Statistical Analysis
by benchflow-ai
Probability, distributions, hypothesis testing, and statistical inference. Use for A/B testing, experimental design, or statistical validation.
Skill Details
Repository Files
4 files in this skill directory
name: statistical-analysis description: Probability, distributions, hypothesis testing, and statistical inference. Use for A/B testing, experimental design, or statistical validation. sasmp_version: "1.3.0" bonded_agent: 02-mathematics-statistics bond_type: PRIMARY_BOND
Statistical Analysis
Apply statistical methods to understand data and validate findings.
Quick Start
from scipy import stats
import numpy as np
# Descriptive statistics
data = np.array([1, 2, 3, 4, 5])
print(f"Mean: {np.mean(data)}")
print(f"Std: {np.std(data)}")
# Hypothesis testing
group1 = [23, 25, 27, 29, 31]
group2 = [20, 22, 24, 26, 28]
t_stat, p_value = stats.ttest_ind(group1, group2)

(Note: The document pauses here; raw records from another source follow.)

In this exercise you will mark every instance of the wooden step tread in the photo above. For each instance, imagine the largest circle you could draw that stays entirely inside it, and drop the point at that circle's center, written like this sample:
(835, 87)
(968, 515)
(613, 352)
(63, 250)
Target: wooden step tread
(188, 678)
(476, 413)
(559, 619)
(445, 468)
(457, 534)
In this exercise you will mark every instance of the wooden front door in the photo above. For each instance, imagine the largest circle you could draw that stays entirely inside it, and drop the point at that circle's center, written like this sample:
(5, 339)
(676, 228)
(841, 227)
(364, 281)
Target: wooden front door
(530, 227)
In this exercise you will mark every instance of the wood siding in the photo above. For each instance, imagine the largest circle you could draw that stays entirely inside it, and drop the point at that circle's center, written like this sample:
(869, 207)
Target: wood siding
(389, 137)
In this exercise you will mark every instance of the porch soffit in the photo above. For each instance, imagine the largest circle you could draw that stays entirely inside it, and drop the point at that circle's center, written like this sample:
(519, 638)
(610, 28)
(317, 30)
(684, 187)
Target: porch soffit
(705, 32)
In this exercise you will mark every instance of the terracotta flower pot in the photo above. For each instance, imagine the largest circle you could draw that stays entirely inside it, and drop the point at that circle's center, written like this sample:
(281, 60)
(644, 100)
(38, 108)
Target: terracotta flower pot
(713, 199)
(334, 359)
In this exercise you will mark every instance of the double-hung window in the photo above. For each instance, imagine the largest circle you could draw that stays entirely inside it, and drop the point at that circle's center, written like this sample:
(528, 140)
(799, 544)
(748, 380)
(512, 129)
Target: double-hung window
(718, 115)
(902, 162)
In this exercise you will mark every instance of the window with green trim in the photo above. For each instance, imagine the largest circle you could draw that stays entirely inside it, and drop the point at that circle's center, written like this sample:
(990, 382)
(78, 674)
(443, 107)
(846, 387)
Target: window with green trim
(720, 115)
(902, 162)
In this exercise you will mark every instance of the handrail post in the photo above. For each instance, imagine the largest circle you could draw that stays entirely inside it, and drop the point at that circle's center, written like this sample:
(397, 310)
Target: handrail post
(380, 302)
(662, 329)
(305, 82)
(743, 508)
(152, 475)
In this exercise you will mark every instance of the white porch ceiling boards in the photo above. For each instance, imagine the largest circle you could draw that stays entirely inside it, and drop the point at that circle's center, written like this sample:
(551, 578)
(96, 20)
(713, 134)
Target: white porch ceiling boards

print(f"P-value: {p_value}")
Core Tests
T-Test (Compare Means)
# One-sample: Compare to population mean
stats.ttest_1samp(data, 100)
# Two-sample: Compare two groups
stats.ttest_ind(group1, group2)
# Paired: Before/after comparison
stats.ttest_rel(before, after)
Chi-Square (Categorical Data)
from scipy.stats import chi2_contingency
observed = np.array([[10, 20], [15, 25]])
chi2, p_value, dof, expected = chi2_contingency(observed)
ANOVA (Multiple Groups)
f_stat, p_value = stats.f_oneway(group1, group2, group3)
Confidence Intervals
from scipy import stats
confidence_level = 0.95
mean = np.mean(data)
se = stats.sem(data)
ci = stats.t.interval(confidence_level, len(data)-1, mean, se)
print(f"95% CI: [{ci[0]:.2f}, {ci[1]:.2f}]")
Correlation
# Pearson (linear)
r, p_value = stats.pearsonr(x, y)
# Spearman (rank-based)
rho, p_value = stats.spearmanr(x, y)
Distributions
# Normal
x = np.linspace(-3, 3, 100)
pdf = stats.norm.pdf(x, loc=0, scale=1)
# Sampling
samples = np.random.normal(0, 1, 1000)
# Test normality
stat, p_value = stats.shapiro(data)
A/B Testing Framework
def ab_test(control, treatment, alpha=0.05):
"""
Run A/B test with statistical significance
Returns: significant (bool), p_value (float)
"""
t_stat, p_value = stats.ttest_ind(control, treatment)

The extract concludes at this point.